Josie Pappone, Contributing Writer

Florida’s deadliest hurricane since 1935 struck on September 28, 2022. This hurricane became infamously known as Hurricane Ian. This storm was classified as Category 4, meaning it fostered winds of 130-156 mph and led to catastrophic damage. 

More than 2 million Floridian residents were left with no power for days, many prompted to evacuate their homes because of immense flooding and wreckage. Florida’s eastern coast saw a whopping 30 inches of rain during the prime of the storm. 

In addition to Florida, places like Trinidad and Tobago, Cuba, Jamaica, Colombia, and the Cayman Islands are still recovering from this natural disaster. 

As of right now, the hurricane’s death toll is 137 individuals, and that number is increasing as medical examiners are searching through the wreckage. This disturbing data marks Hurricane Ian as the second most deadly natural disaster that has plagued the United States in the 21st century, after Hurricane Katrina. 

Many HHS students are understandably shocked by this information, one being Ashley Dong who says, “It’s crazy thinking about how hard Florida was hit, considering we hardly ever have to worry about hurricanes around here.”

Many believe that this storm can be attributed to climate change. According to a WGCU article, the intensity of natural disasters like Hurricane Ian may be a result of the concerning sea level rising and global temperature increase in the last century. Although a direct line cannot be drawn between Hurricane Ian and global warming, it is almost impossible to deny the connection between the two, however miniscule it may be. 

For example, the globe has experienced more rainfall than ever due to rising temperatures. According to WGCU, “For every 2 degrees Fahrenheit of warming, there is about 8% more water in the atmosphere.” So it is no surprise that we are seeing an influx in devastating storms like Hurricane Ian. 
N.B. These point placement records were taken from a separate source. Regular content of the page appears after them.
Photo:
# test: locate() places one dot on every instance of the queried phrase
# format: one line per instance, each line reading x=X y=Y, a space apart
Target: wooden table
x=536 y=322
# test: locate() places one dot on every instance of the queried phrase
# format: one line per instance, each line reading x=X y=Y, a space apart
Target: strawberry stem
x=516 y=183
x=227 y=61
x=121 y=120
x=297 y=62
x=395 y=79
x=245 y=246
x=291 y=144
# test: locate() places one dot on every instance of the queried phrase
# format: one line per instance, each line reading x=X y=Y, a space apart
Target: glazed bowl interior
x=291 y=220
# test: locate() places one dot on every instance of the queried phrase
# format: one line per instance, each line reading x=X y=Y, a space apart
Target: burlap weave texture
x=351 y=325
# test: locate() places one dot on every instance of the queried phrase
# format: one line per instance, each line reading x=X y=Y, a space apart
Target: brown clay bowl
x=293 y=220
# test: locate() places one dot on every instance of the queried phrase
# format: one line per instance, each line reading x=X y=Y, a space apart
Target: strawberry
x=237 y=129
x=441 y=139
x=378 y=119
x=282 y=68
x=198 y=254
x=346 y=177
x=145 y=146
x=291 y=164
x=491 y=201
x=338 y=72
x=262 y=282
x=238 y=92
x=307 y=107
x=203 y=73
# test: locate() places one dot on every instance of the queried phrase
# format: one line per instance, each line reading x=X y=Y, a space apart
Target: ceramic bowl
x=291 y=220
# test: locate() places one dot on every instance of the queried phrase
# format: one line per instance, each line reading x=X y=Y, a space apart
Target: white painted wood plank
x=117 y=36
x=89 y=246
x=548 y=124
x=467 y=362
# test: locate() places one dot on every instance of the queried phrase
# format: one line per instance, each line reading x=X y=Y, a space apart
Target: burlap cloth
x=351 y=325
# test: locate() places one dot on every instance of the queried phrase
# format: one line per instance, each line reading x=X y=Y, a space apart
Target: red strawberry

So what can we do about this issue? Senior Lily Andrey sums it up well; “Even though it’s a tragic event I hope it makes lawmakers more conscientious of the serious consequences of climate change.” 

Change starts by informing those around you and bringing it to the attention of lawmakers in hopes of enacting laws to combat climate change. Despite Hurricane Ian being a catastrophic event, it also serves as an important lesson to people worldwide about the consequences of passivity.